Es hat nach dem souligen "Black Coffee" (mit klasse Frauenchor) den Anschein, als lege die Künstlerin gar keinen Wert auf Gas geben. Der längste Track des Albums lebt vom Gesang. Die Dynamik liegt in einem gleichmäßigen Tempo. Wenn sich der Gitarrist verselbstständigt, wird es ein wenig bluesig. Ausgerechnet in "Goodbye" drückt man das Gaspedal weiter durch und der Sechssaiter ist von einer schärferen Gangart geprägt. Auf ihre Stimme darf Cassie Taylor stolz sein. Die hat magnetische Wirkung.
So geht es natürlich auch. Die Mundharmonika propagiert Sehnsucht. "Bought Borrowed Stolen" ist eine Ballade, die im Niemandsland zwischen Singer/Songwriter und Roots Music eine Heimat gefunden hat. Die Künstlerin haucht Teile des Textes ins Mikrofon und hat einen vorzüglichen Song zu Papier gebracht. Steve Marriner gönnt sich kaum eine Pause, ist er doch ebenfalls in "Keys" dabei. Abermals ist Country angesagt. Auch die anderen Musiker sind überzeugend.

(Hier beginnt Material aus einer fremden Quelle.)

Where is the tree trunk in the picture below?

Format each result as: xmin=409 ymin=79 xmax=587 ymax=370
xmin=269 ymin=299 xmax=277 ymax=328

Holla, die Waldfee! Mit "Make Me Cry" geht aber jetzt richtig die Post ab. Wenn schon in "Goodbye" die Rede von einem scharfen Gitarrenton war, dann hat man für diese Nummer definitiv nochmals nachgewürzt. Es rockt an allen Ecken und Kanten. Mag sein, dass man gerade ein solches Exemplar mehr oder weniger öfter von Cassie Taylor erwartet hat, wird es allerdings zur Ausnahme. Dennoch findet man Gefallen an der Künstlerin. Mit "Disappointment" wird die blaue Stunde der Platte eingeläutet. Auch so überzeugt sie auf ihrem Debütalbum. Man kann sich glatt in die Darbietungen des Damenchores verlieben.
Auf ihrem Erstling überrascht Cassie Taylor durch eine musikalische Eigenständigkeit, die man so nicht erwarten konnte. Dennoch ist "Blue" weit entfernt von einer Enttäuschung. Die Songs glänzen durch eine Art und Weise, die die Künstlerin in einem sehr schönen, anderen Licht erscheinen lässt.
Line-up:
Cassie Taylor (vocals, bass, piano)
James Rooster Olson (guitars)
Jeremy Colson (drums)

Additional Musicians:
Eric Gales (guitar)
Tim Tucker (guitar)
Rusty Anderson (guitar)
Fat Willie (B3)
Steve Marriner (harmonica)
Hazel Miller (background vocals)
Denise Gentlini (background vocals)
Lindsay Solonyce (background vocals)
Alyssa Clotfelter (background vocals)
Tracklist
01:Memphis (2:42)
02:Spoken For (3:01)
03:Black Coffee (5:10)
04:Goodbye (2:36)
05:Bought Borrowed Stolen (3:08)
06:Keys (2:51)
07:Make Me Cry (2:53)
08:Haunted (3:39)
09:Disappointment (3:02)
10:Waste Of Time (3:17)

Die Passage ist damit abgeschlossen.